2nd sphere that is in essence not religious - a sphere of social, political, economic life, a sphere of interaction
that doesn’t predominantly gravitate around one’s religious identity.

Crucial differentiation - until C19: close interrelationship between king and church; close intermingling of
worldly affairs and religious practice.
(esp. In Fr - kings anointed by the Pope)
Over the course of the 19C - process of differentiation between the two.
Differentiation between the religious parts of our life and the ‘state’/between public and private life.
Still being a religious person but accepting that another might hold different beliefs. ==> process of relativism.
● ‘Secular’ means not spiritual, not sacred, not religious.
● Latin ‘saeculum’: an ‘age’/’the world’
○ Used to differentiate an enclosed clergy (monastic priests) from a secular clergy (those serving
the parish, being ‘out of the world’).
○ How the opposites religious - secular came to be:
■ Enclosed clergy - withdraw from society to practice their religion.
■ Secular clergy - priests not in a monastery, but living in society, in a
community/parish.
○ ‘Secular’ used increasingly to refer to a lifestyle that is at odds with God (differentiation civil -
religious law).
● Secularisation thesis = the claim that religion is declining in importance.
+ That this is the result of modernisation (processes) - rationalisation, indn, urbanisation. - linking it to
C19.

Secularisation: two main theses
1) Disappearance thesis
● Modernity brings about the “death of religion”.
○ With all its processes.
● The significance of religion for society and individuals will decrease until it disappears.
2) Differentiation thesis / aka ‘privatisation’ thesis
● Not a general decline in religiosity but a decline in the social significance of religion.
○ Not that individuals are becoming less religious/religion is less important to them, but that
religion as a social practice/mechanism that ties people together and that they centerstage in
interaction is declining.
● Two main causes

, ○ Institutional differentiation: religion is no longer a force permeating society as a whole, but
displanted to a sphere of its own; the economy, political and legal institutions become
autonomous.
■ Level of autonomy they lacked in AR.
■ It’s especially with the development of the N-S, (19C particularly) modern states, that
religion is pushed back.
■ No longer interrelated to the fabric of the state, but given its own sphere.
○ Disenchantment: reluctance to accept explanations referring to forces outside this world.
■ As a result of rationalisation - become more critical - and urbanisation - people leaving
their traditional societies and => also their traditions behind.
■ People asking for practical answers.
As a result of these 2 causes:
● Religion becomes a private matter: can still remain significant for individual people. } as a result of
another differentiation between the public and the private sphere.
Due to the creation of modern states that creates an institutional differentiation, claiming a sphere of their
own/their own autonomy, => they build their own institutions and keep them separate from religious ones:
building own bureaucracies, public schools to educate citizens to the benefits of the modern state.
==> Religion doesn't disappear, is not seen as an impossible match with processes of institutional
differentiation. → the claim is more modest: privatisation, not disappearance.
==> Loses its significance as a form of social glue.
(due to privatisation/differentiation)
Nietzche - death of religion, “God is dead”
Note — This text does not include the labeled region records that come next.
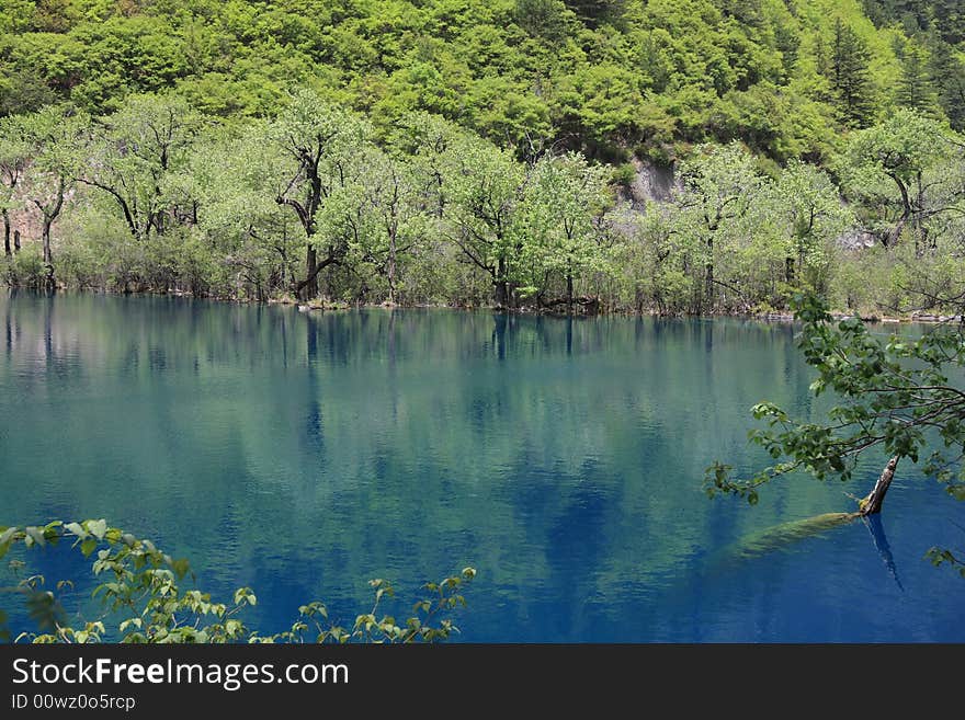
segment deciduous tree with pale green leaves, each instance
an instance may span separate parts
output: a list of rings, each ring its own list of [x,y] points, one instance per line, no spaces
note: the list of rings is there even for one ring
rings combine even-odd
[[[853,517],[882,511],[906,462],[921,464],[950,495],[965,500],[965,327],[881,338],[858,318],[835,320],[810,294],[795,298],[795,316],[803,323],[798,346],[818,374],[811,391],[832,391],[835,405],[824,422],[795,420],[772,402],[754,405],[754,418],[765,426],[750,438],[777,462],[743,478],[718,460],[707,469],[708,493],[737,494],[754,504],[760,488],[776,479],[804,471],[818,480],[850,480],[859,460],[874,456],[884,469]],[[947,550],[930,555],[938,563],[962,564]]]

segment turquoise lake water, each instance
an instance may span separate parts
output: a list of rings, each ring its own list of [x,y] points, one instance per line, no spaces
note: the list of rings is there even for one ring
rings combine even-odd
[[[879,523],[765,550],[883,459],[705,496],[714,459],[767,462],[753,403],[824,412],[787,324],[32,294],[0,322],[0,525],[105,517],[250,585],[262,632],[315,598],[351,624],[370,578],[401,616],[472,564],[464,641],[965,640],[965,581],[923,559],[965,549],[965,504],[916,468]],[[84,604],[73,555],[24,559]]]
1.1. Secularisation and modernisation
Secularisation theory derives mainly from sociological work of the 1960s.
● 1960s authors published various interpretations of foundational sociological theory that explored the
link between Western modernisation and the decline of traditional religions.
● Max Weber: Protestant Ethic and the Spirit of Capitalism
○ One of the key foundational work that is being re-read and re-interpreted in the 60s.
(+ Durkheim)
Theorists (sociological ones in particular) are developing arguments for the disappearance thesis by relying
heavily on Weber’s writings.

Protestant Ethic and the Spirit of Capitalism:
- Focuses on the unique features of Western historical development.
- Argues that these features can never literally be repeated elsewhere - it’s a specific case study.
- Yet, suggests that comparable forms of rationalisation might occur within different regional and
religious traditions.
→ His case study is being re-interpreted in the 1960s as suggesting that secularisation in Europe can also take
place elsewhere.

Weber argued that after the Protestant Reformation, a specific form of Christian Protestantism - Calvinism -
encouraged a different attitude to work, which had far-reaching effects.
- Belief in predestination → a precise number of souls would go to heaven, had places reserved by God.
- Most Calvinists were terrified that there was no seat waiting for them; were always on the
lookout for signs of Godly favor.
- One clear sign of Godly favor was their active contribution to the community through their work.
- Weber: The Calvinist need to reassure themselves through their industry was an important factor in
the growth of capitalism in Northern Europe. They built up businesses that generated wealth.
- But they lived thrifty lives → reinvested surplus and so helped fuel capitalism.